Pour mesurer la corrélation entre commerce et chômage, les économistes ont scruté les données de 107 pays sur une période de 14 ans, de 1995 à 2009. «Notre analyse montre que l’impact varie selon le domaine de spécialisation de chaque pays. Pour mettre cela en évidence, nous avons reconstitué le taux de chômage par secteur pour toutes ces économies, et l’avons croisé avec les données du commerce extérieur par produits», détaille Céline Carrère, professeure à l’Institute of Economics and Econometrics de la GSEM.

«Il y a ainsi des gagnants et des perdants de la globalisation en termes de chômage», souligne Frédéric Robert-Nicoud, professeur à l’Institute of Economics and Econometrics de la GSEM de l’UNIGE. Si la Suisse, le Danemark ou Singapour, par exemple, tirent leur épingle du jeu, d’autre Etats comme le Brésil, le Chili ou la Pologne présentent au contraire des taux de chômage pouvant s’accroître avec la libéralisation des échanges. Le développement du commerce extérieur du Brésil, par exemple, a notamment profité à des secteurs tels que la fabrication de papier, ou le secteur de l’alimentation et du tabac pour lesquels ce pays présente un avantage comparatif. Or, ces domaines d’activités sont caractérisés par un marché de l’emploi peu fluide, entraînant donc une hausse potentielle du taux de chômage du fait de l’ouverture au commerce.
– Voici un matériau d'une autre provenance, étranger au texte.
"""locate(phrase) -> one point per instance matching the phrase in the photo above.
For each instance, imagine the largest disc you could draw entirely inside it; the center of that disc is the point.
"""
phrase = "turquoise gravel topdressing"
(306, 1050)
Les flux commerciaux ne sont évidemment pas les seuls facteurs en cause, mais l’étude montre que le commerce peut être source de chômage à long terme.

 

Un impact positif pour la Suisse

La Suisse, profitant du l’expansion de secteurs d’activités tels que celui des instruments médicaux, d’optiques et de précision, pour lesquels elle est compétitive et qui profitent d’un marché du travail avec peu de frictions, a vu au contraire son taux d’emploi soutenu à mesure que croissait son commerce international.
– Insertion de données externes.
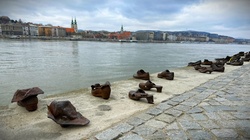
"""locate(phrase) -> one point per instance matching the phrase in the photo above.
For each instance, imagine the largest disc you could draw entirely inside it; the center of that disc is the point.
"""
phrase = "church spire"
(75, 21)
(121, 28)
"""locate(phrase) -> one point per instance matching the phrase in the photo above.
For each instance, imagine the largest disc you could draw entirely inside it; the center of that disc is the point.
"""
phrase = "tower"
(122, 29)
(74, 24)
(75, 27)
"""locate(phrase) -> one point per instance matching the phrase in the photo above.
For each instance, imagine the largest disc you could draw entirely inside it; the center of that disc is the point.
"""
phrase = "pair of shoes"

Ainsi, même si le commerce international s’avère globalement profitable pour une économie, il peut générer des inéquités qui posent donc la question de la redistribution. «Le commerce peut jouer un rôle important en aidant les pays à atteindre les objectifs de développement durable, mais il faut bien prendre en compte les effets complexes de la politique commerciale sur l’emploi», souligne Marco Fugazza, économiste de la CNUCED. L’étude a d’ailleurs aidé à la réalisation par la CNUCED d’un guide pour les décideurs politiques pour l’élaboration de politiques commerciales plus orientées sur le objectifs du développement durable.